Ever since the 12/14 elementary school massacre in Newtown, Connecticut, which put 20 first-graders and six educators in premature graves, polls have shown an overwhelming majority of Americans support background checks for all gun purchases. The most recent
polls nationwide and in six states run by Quinnipiac University show that point of view has not changed. Nationwide, 88 percent of Americans surveyed said they favored universal background checks while only 10 percent said they were opposed. And 85 percent of gun owners vs. 13 percent said they did, too.
The current law, thanks to lobbying in the early 1990s by the National Rifle Association, only covers gun sales transacted through federally licensed dealers, not private sales. The NRA didn't want any background checks at the time, but it saw the handwriting on the wall and compromised. Over the years, it has picked away at the requirement, weakening it whenever it could. Critics have claimed that criminals don't try to buy their guns legally so, therefore, the background check law doesn't work, can't work. But, in fact, since it was implemented, the system has stopped 1.9 million people barred from buying guns from obtaining them legally.
However, the system as now constituted means a percentage of guns—the actual figure is much disputed—is purchased or otherwise transferred each year without a check, at gun shows, over the back fence, out of the trunks of cars. Paroled murderers and people legally judged too mentally ill to own firearms can thus easily obtain them without anyone being the wiser. Private sellers can only be prosecuted if they intentionally sell a gun knowing that a person is barred from purchases. That is an exceedingly difficult threshold to meet in court, so private sales to felons and dangerously mentally ill persons go mostly unprosecuted.
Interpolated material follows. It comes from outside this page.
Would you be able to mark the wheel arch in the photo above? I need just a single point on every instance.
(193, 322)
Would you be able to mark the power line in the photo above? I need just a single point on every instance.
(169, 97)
In 2012, the FBI's National Instant Criminal Background Check System ran 16,808,538 checks for licensed dealer sales. Even if the figure for private sale is only 5 percent of that, it would amount to hundreds of thousands of guns bought each year without a background check being run. The actual percentage could be far higher.
That situation has made extending universal background checks to all sales the most popular idea for new gun-control measures, even though all newly proposed measures have received majority support. That includes a proposed assault weapons ban introduced by Democratic Sen. Dianne Feinstein of California that is dead but not yet officially buried. Please continue to read about background checks below the fold.
The universal background check proposal is still alive. But it's on life support because of a dispute over record-keeping that the bill's sponsor, Democratic Sen. Chuck Schumer of New York and other gun-control advocates, say is essential to its effectiveness. Republican Sen. Tom Coburn of Oklahoma and other gun-rights advocates say this would create a registry that is a prelude to gun confiscation. Senate Majority Leader Harry Reid hopes to keep a background check provision in the broader gun bill he introduced Thursday night for debate when the Senate returns to business after the Easter recess.
While nationwide polls can often paper over differences among states and districts, that seems not to be the case with the background check proposal. Quinnipiac reports:
Florida: 91–8 percent support, including 88-11 percent among gun owners (March 21)
Connecticut: 93-6 percent support, including 89-9 percent among gun owners (March 6)
Ohio: 90-8 percent, including 86-12 percent among gun owners (March 1)
Pennsylvania: 95-5 percent, including 95-4 percent among gun owners (Jan. 30)
New Jersey: 96-3 percent, including 95-5 percent among gun owners (Jan. 24)
Virginia: 92-7 percent, including 91–7 percent among gun owners (Jan. 10)
While none of those polls are of states west of the Mississippi, a poll earlier this month of residents of Utah where gun laws are lax and anyone, including legislators, can carry concealed firearms into the statehouse or other government buildings, found 83 percent favored universal background checks.
The will of the people is clear. The question, as so often with gun legislation, is whether the NRA will be able to thwart it.